Extractor Module (zink.extractor)
- class zink.extractor.EntityExtractor(model_name='deepanwa/NuNerZero_onnx')[source]
Bases:
object
- predict(text, labels=None)[source]
Predict entities in the given text.
- Parameters:
text (str) -- The input text.
labels (list of str,) -- Only entities with these labels will be returned. If None, all detected entities are returned.
- Returns:
A list of dictionaries, each containing 'start', 'end', 'label', and 'text'.
- Return type:
list of dict
Merger Module (zink.merger)
Result Module (zink.result)
- class zink.result.PseudonymizationResult(original_text: str, anonymized_text: str, replacements: ~typing.List[~zink.result.ReplacementDetail] = <factory>, features: ~typing.Dict = <factory>)[source]
Bases:
object
Result of the pseudonymization process.
- anonymized_text: str
- features: Dict
- original_text: str
- replacements: List[ReplacementDetail]
Replacer Subpackage (zink.replacer)
- class zink.replacer.EntityReplacer(use_json_mapping=False)[source]
- replace_entities(entities, text, user_replacements=None)[source]
Replace entities in the text with pseudonyms, with randomized replacements.
- Parameters:
entities (list of dict) -- A list of dictionaries, each containing 'start', 'end', 'label', and 'text'.
text (str) -- The original text.
user_replacements (dict,) -- A dictionary of user-defined replacements for specific entity labels. If provided, these will override the JSON-based mappings.
- Returns:
The text with entities replaced by pseudonyms.
- Return type:
str
- replace_entities_ensure_consistency(entities, text, user_replacements=None)[source]
Replace entities in the text with pseudonyms, ensuring consistent replacements.
- Parameters:
entities (list of dict) -- A list of dictionaries, each containing 'start', 'end', 'label', and 'text'.

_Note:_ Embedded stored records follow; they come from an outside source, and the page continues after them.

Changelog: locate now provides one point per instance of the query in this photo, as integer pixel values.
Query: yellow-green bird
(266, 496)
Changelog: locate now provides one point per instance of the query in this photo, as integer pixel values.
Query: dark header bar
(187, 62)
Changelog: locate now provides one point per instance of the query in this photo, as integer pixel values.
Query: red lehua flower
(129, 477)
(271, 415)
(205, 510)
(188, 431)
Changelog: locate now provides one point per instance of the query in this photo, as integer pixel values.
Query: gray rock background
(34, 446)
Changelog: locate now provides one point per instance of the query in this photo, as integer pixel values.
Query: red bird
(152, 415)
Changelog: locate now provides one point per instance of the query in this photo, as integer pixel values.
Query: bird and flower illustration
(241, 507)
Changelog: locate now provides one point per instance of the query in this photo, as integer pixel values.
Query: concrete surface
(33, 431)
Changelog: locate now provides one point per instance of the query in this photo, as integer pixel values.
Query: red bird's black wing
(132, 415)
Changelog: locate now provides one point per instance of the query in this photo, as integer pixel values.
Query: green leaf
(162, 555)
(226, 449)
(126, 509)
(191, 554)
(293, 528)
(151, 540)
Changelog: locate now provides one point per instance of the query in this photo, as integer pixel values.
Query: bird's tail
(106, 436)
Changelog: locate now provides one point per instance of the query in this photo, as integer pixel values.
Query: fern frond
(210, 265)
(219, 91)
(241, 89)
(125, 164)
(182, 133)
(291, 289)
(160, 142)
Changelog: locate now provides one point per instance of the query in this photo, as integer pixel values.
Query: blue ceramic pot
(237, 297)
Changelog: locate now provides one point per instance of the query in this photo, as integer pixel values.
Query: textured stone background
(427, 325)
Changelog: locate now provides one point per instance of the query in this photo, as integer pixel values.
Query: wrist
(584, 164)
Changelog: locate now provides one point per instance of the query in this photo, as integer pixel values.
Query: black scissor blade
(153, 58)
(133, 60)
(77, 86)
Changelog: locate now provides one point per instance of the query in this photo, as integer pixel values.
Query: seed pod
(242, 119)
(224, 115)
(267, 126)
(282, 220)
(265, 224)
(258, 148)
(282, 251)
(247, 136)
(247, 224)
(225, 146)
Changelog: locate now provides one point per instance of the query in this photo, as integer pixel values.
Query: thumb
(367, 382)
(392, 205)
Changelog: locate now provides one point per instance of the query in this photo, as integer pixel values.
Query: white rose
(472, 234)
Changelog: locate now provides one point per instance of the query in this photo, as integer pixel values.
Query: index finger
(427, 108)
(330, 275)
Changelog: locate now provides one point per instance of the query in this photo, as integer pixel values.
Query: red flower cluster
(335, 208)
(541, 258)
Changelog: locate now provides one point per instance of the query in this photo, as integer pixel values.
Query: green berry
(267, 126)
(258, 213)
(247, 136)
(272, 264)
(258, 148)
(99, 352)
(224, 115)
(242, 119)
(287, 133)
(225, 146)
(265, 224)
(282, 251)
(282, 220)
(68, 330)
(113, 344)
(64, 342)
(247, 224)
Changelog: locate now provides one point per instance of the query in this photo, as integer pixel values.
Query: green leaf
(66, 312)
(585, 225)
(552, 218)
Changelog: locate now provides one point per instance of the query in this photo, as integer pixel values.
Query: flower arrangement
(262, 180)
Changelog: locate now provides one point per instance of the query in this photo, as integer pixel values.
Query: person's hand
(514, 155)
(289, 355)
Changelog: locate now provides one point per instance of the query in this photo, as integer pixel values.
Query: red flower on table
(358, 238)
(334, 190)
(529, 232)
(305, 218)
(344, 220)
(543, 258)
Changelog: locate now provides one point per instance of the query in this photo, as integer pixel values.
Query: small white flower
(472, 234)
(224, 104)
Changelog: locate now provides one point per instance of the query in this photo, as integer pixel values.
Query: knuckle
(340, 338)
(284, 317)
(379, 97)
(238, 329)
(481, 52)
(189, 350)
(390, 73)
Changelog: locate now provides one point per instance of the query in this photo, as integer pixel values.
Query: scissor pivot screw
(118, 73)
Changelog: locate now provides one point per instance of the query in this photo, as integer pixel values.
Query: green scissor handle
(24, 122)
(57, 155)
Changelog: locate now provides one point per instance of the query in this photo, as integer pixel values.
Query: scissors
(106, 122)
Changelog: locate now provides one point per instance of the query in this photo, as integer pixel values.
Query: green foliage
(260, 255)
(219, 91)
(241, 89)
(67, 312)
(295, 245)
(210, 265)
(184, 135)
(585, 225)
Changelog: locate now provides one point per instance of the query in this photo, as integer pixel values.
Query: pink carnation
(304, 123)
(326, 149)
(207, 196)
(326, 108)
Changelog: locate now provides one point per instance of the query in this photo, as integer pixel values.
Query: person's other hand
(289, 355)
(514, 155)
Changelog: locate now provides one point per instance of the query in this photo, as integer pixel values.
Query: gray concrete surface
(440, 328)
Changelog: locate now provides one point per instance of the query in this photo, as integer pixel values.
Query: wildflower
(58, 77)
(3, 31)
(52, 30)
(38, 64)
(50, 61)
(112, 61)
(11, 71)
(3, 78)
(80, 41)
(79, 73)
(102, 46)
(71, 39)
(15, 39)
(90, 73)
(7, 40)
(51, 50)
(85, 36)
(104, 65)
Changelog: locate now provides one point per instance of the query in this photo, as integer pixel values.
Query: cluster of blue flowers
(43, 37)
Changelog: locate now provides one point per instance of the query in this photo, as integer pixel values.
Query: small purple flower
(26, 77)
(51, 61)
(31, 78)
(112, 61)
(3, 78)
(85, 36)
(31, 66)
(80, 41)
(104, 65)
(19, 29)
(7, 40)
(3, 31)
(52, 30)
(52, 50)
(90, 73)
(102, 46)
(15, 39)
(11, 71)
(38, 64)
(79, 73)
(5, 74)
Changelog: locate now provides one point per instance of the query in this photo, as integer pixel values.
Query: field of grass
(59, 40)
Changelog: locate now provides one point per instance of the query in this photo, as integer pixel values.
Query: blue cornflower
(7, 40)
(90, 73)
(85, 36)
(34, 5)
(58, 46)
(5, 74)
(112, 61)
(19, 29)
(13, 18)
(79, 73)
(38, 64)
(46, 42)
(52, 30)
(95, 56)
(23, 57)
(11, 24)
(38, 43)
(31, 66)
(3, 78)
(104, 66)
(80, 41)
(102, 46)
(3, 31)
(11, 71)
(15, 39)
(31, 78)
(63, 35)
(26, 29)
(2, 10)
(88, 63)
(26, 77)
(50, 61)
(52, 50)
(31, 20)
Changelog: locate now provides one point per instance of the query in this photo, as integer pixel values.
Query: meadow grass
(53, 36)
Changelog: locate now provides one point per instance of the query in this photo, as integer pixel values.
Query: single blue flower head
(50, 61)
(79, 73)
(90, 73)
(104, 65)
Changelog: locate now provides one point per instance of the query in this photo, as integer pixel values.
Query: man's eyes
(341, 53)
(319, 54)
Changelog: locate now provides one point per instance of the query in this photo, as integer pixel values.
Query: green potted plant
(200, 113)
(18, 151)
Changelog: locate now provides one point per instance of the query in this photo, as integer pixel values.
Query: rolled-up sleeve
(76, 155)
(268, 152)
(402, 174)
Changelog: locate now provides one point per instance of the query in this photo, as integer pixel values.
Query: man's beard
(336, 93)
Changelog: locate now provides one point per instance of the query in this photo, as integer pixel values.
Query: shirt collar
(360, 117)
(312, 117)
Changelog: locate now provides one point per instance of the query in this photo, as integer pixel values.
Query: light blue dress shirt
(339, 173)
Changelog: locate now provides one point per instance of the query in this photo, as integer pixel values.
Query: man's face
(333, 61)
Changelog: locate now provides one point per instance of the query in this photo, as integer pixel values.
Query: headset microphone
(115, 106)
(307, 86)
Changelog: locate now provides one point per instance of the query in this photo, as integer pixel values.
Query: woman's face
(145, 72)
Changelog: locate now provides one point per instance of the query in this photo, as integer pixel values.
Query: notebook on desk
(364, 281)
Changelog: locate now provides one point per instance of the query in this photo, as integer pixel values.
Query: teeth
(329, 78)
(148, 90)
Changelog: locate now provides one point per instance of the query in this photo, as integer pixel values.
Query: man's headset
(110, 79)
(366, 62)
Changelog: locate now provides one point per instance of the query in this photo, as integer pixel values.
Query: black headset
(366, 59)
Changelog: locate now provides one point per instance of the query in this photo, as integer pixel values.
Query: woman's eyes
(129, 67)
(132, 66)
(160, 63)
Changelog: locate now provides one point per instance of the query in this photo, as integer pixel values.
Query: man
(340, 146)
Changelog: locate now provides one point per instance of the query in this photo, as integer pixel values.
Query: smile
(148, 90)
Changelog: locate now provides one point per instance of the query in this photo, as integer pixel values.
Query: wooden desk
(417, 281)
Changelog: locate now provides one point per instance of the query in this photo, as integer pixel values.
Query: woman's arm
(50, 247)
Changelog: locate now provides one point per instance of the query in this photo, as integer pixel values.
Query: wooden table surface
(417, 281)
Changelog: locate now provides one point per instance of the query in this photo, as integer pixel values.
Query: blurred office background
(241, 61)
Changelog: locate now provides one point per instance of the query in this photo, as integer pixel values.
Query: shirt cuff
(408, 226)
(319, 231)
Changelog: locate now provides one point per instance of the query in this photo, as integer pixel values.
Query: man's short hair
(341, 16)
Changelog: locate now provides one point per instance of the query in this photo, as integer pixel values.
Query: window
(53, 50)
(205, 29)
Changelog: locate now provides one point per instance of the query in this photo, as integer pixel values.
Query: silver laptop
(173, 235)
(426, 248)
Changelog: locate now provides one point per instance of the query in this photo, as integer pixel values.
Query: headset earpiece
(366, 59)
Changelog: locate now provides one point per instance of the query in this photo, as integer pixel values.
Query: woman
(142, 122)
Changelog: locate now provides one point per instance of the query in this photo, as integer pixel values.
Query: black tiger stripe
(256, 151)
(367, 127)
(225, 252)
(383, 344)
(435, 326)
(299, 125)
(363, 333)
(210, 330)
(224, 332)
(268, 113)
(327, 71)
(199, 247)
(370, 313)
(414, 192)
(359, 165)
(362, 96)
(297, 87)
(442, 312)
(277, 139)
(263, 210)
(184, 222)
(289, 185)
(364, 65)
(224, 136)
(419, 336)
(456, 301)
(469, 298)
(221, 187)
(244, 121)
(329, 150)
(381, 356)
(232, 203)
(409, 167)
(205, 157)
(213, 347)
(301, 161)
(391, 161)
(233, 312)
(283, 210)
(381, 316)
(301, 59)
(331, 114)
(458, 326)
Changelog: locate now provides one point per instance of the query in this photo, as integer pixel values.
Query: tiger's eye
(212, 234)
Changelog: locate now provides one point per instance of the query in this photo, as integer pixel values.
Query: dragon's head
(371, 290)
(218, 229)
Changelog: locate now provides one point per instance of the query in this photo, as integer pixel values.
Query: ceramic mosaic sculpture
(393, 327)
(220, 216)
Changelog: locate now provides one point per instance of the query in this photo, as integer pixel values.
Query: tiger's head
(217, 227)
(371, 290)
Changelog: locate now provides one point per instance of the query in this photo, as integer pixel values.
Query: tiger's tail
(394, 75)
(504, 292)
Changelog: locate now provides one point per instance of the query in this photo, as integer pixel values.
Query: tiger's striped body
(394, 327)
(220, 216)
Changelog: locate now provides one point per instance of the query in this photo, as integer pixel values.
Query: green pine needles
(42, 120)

text (str) -- The original text.
user_replacements (dict,) -- A dictionary of user-defined replacements for specific entity labels. If provided, these will override the JSON-based mappings.
- Returns:
The text with entities replaced by pseudonyms.
- Return type:
str
This subpackage provides various replacement strategies. It is used internally by the main zink.replace function.